128 Therefore I esteem all thy precepts concerning all things to be right; and I hate every false way.
"I have done judgment and justice." This was a great thing for an Eastern ruler to say at any time, for these despots mostly cared more for gain than justice. Some of them altogether neglected their duty, and would not even do judgment at all, preferring their pleasures to their duties; and many more of them sold their judgments to the highest bidders by taking bribes, or regarding the persons of men. Some rulers gave neither judgment nor justice, others gave judgment without justice, but David gave judgment and justice, and saw that his sentences were carried out. He could claim before the Lord that he had dealt out even-handed justice, and was doing so still. On this fact he founded a plea with which he backed the prayer - "Leave me not to mine oppressors." He who, as far as his power goes, has been doing right, may hope to be delivered from his superiors when attempts are made by them to do him wrong. If I will not oppress others, I may hopefully pray that others may not oppress me. A course of upright conduct is one which gives us boldness in appealing to the Great Judge for deliverance from the injustice of others. Nor is this kind of pleading to be censured as self-righteous: when we are dealing with God as to our shortcomings, we use a very different tone from that with which we face the censures of our fellow-men; when they are in the question, and we are guiltless towards them, we are justified in pleading our innocence.
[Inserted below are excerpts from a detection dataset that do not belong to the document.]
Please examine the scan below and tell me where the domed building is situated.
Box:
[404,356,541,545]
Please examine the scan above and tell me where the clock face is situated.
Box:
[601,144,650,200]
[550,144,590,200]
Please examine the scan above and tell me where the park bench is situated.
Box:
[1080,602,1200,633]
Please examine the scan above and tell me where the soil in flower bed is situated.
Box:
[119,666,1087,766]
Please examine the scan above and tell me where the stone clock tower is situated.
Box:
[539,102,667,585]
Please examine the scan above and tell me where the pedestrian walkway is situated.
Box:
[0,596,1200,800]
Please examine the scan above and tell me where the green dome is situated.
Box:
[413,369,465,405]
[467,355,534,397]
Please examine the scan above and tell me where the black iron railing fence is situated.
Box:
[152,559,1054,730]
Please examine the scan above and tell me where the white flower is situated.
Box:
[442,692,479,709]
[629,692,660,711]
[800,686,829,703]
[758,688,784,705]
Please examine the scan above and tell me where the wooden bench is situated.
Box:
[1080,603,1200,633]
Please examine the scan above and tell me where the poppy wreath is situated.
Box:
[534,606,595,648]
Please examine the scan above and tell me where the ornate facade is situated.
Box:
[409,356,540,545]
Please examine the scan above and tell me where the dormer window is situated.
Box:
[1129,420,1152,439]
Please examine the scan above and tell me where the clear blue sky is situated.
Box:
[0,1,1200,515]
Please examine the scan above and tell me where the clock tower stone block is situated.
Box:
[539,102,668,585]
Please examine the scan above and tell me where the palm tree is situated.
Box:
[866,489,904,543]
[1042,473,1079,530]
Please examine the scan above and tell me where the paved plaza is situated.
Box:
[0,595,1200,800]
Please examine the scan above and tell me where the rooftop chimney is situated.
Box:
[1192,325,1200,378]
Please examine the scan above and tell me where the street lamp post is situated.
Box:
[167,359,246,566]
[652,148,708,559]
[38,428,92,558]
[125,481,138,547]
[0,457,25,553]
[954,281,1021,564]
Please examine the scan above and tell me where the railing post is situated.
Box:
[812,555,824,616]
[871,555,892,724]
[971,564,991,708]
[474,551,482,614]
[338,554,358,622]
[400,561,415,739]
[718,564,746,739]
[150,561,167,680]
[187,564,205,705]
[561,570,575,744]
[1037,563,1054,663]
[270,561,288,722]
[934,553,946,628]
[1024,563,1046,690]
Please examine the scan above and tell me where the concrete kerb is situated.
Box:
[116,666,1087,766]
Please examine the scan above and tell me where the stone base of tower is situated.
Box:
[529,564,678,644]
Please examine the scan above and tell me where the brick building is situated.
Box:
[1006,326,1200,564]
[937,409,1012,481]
"Be surety for thy servant for good." Answer for me. Do not leave thy poor servant to die by the hand of his enemy and thine. Take up my interests and weave them with thine own, and stand for me. As my Master, undertake thy servants' cause, and represent me before the faces of haughty men till they see what an august ally I have in the Lord my God.
"Let not the proud oppress me." Thine interposition will answer the purpose of my rescue, when the proud see that thou art my advocate they will hide their heads. We should have been crushed beneath our proud adversary the devil if our Lord Jesus had not stood between us and the accuser, and become a surety for us. It is by his suretiship that we escape like a bird from the snare of the fowler. What a blessing to be able to leave our matters in our Surety's hands, knowing that all will be well, since he has an answer for every accuser, a rebuke for every reviler.
Good men dread oppression, for it makes even a wise man mad, and they send up their cries to heaven for deliverance; nor shall they cry in vain, for the Lord will undertake the cause of his servants, and fight their battles against the proud. The word "servant" is wisely used as a plea for favour for himself, and the word "proud" as an argument against his enemies. It seems to be inevitable that proud men should become oppressors, and that they should take most delight in oppressing really gracious men.
Jamieson-Fausset-Brown Bible Commentary
AIN. (Ps 119:121-128).
121-126. On the grounds of his integrity, desire for God's word, and covenant relation to Him, the servant of God may plead for His protecting care against the wicked, gracious guidance to the knowledge of truth, and His effective vindication of the righteous and their cause, which is also His own.